More to read and think about, but in the meantime this weekend I traveled to Canberra with my mother to visit …

Exhibition
A History of the World in 100 Objects from the British Museum, currently on exhibition at the National Museum of Australia (www.nma.gov.au/exhibitions/history-of-the-world)

Limestone female figure. 4500BC-3200BC 1886,0310.1 © The Trustees of the British Museum
Limestone female figure.
4500BC-3200BC
1886,0310.1
© The Trustees of the British Museum
Some fascinating and beautiful objects. The Karpathos Lady is close to life in scale. The focus on face, breasts and vulva is so keen – one can stand in a reverie, thinking about the people who carved and used the work. What exactly was its significance.

On the other hand the exhibition was exhausting – unlike when visiting an art museum I spent more time reading the labels than looking at the exhibits. They seemed more examples illustrating a story than pure objects of interest and conjecture in themselves. And the stories started to feel political. There was A Purpose. And not just To Educate/Inform. Perhaps because of my recent reading the exhibition felt like a justification of the British Museum and its determination to maintain control of “its” collection. They’re sharing, they’re showing the world our stories.

Astrolabe 14thC 1893,0616.3 © The Trustees of the British Museum
Astrolabe
14thC
1893,0616.3
© The Trustees of the British Museum
This is the item that crystallized my discomfort. The information under the image here is from the British Museum website, as is the photo. Information on the exhibition signage is a bit different. An excerpt:
70. Hebrew Astrolabe
Brass, 1345-1355 CE.
Probably Spain
Christians, Jews and Muslims lived alongside each other in medieval Spain, creating a climate of intellectual debate that resulted in unprecedented advances in maths and science. This scientific instrument is called an astrolabe, used for navigation, astronomy, astrology, and for finding the time. Originating in ancient Greece, astrolabes were refined by Islamic and Jewish scholars in medieval Spain. The Spanish and Arabic words inscribed on this astrolabe are written in Hebrew, suggesting it was probably owned by a Jewish scholar.

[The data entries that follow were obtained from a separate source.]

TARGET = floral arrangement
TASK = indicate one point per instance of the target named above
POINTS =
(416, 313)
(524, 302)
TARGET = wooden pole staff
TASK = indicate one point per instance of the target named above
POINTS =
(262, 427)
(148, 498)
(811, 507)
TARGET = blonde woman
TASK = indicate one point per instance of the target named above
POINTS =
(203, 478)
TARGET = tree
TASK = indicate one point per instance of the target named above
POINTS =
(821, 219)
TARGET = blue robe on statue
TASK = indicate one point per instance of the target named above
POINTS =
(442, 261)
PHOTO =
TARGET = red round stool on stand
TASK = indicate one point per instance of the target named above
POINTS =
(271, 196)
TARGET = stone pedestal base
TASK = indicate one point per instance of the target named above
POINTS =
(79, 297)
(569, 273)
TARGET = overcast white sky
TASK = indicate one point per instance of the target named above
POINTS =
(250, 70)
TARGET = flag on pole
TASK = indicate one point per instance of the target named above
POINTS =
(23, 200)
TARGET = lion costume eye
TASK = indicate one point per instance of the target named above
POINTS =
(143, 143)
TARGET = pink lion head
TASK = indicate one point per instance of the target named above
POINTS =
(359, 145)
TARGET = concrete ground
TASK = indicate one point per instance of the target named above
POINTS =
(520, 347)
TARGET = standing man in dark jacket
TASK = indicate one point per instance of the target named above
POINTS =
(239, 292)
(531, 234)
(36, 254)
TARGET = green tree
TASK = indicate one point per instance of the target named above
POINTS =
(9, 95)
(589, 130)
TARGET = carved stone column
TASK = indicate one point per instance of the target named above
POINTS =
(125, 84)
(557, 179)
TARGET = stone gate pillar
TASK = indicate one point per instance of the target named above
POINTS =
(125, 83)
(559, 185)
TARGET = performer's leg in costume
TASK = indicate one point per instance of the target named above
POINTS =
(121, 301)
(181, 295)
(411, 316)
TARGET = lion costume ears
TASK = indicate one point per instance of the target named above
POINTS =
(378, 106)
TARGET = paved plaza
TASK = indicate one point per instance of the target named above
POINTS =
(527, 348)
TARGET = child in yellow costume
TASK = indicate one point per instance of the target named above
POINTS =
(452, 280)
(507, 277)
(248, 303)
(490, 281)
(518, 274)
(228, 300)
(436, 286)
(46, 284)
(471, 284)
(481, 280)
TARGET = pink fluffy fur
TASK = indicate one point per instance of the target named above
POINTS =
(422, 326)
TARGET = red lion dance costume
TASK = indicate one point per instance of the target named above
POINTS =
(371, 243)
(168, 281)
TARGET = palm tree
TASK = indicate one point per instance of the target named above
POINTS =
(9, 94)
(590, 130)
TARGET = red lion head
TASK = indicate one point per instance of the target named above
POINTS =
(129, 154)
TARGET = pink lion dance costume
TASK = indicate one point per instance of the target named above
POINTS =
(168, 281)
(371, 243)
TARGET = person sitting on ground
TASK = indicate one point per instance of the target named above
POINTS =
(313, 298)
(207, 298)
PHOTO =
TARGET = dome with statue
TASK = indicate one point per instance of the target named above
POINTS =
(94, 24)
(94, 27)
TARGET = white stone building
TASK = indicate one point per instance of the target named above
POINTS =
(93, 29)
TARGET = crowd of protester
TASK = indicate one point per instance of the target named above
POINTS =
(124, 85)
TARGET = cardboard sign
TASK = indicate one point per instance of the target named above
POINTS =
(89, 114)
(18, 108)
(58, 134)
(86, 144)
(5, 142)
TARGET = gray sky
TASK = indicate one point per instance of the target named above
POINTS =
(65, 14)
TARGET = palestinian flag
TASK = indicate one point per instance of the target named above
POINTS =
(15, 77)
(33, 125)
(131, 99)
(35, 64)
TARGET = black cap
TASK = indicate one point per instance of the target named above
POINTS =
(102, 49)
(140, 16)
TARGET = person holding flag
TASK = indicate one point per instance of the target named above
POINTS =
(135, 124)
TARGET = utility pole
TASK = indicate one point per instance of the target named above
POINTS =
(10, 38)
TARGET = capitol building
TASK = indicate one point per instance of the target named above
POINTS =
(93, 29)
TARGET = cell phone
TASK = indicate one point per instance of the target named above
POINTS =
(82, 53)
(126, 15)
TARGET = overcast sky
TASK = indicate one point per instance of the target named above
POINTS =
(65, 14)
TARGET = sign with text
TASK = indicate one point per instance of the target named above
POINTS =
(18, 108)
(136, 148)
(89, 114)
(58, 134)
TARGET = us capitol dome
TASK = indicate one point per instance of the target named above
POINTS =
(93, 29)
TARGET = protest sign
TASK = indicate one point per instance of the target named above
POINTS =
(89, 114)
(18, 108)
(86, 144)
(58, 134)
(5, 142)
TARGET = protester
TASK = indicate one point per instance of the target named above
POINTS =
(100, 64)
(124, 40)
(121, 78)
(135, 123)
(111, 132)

Helpful, contextual information. A celebration of human ingenuity. A timely reminder in these difficult times of the benefits of working together. A practical example of the benefits of an institution holding treasures and sharing them with the world. An overt political act on many levels.

I took photos, but chose to use the better quality images on the British Museum website under their open-handed terms. I’ve also found their interactive “Museum of the World” (britishmuseum.withgoogle.com/) associated with Google Cultural Institute. A whiff of hypocrisy from me? There’s plenty to go around.

I re-read my account of exhibitions at the National Museum earlier this year, including Encounters from the British Museum (17-Mar-2016). More ambivalence.

There was an “Australian Aboriginal Basket” in the current exhibition (item number 5). Interestingly, based on the exhibition history on the British Museum website entry for this item (http://www.britishmuseum.org/research/collection_online/collection_object_details.aspx?objectId=496810&partId=1&searchText=Oc1939,08.35&page=1), the bag has only been included on the Australian section of this long-term world-wide traveling show. A sop to the locals? An intelligent respect for the particular audience, with an eye for careful conservation? Whatever the case, this bag “possibly used for carrying human remains” (from the exhibition catalogue) will be leaving with the rest of the loot/collection.

National Museum of Australia

National Museum of Australia
National Museum of Australia

We went back the next morning to visit the permanent collection of the National Museum. It is definitely Destination Architecture. It is definitely telling the nation our story Our Story. Again I was reading labels, being told, no space for imagination – everything shown had illustrative purpose.

This account isn’t fair. It was well done. The story is important. Events had combined to nudge towards cynicism. Given the previous day’s viewing of 101 objects (there was a bit of a cheat to include the Australian WLAN prototype test-bed) we were exhausted within half an hour. I couldn’t take any more balanced, professional, modern exposition. After a restorative brunch in their very good cafe (another essential for the modern museum) we went to a very different exhibition which exhilarated, but backtracking first…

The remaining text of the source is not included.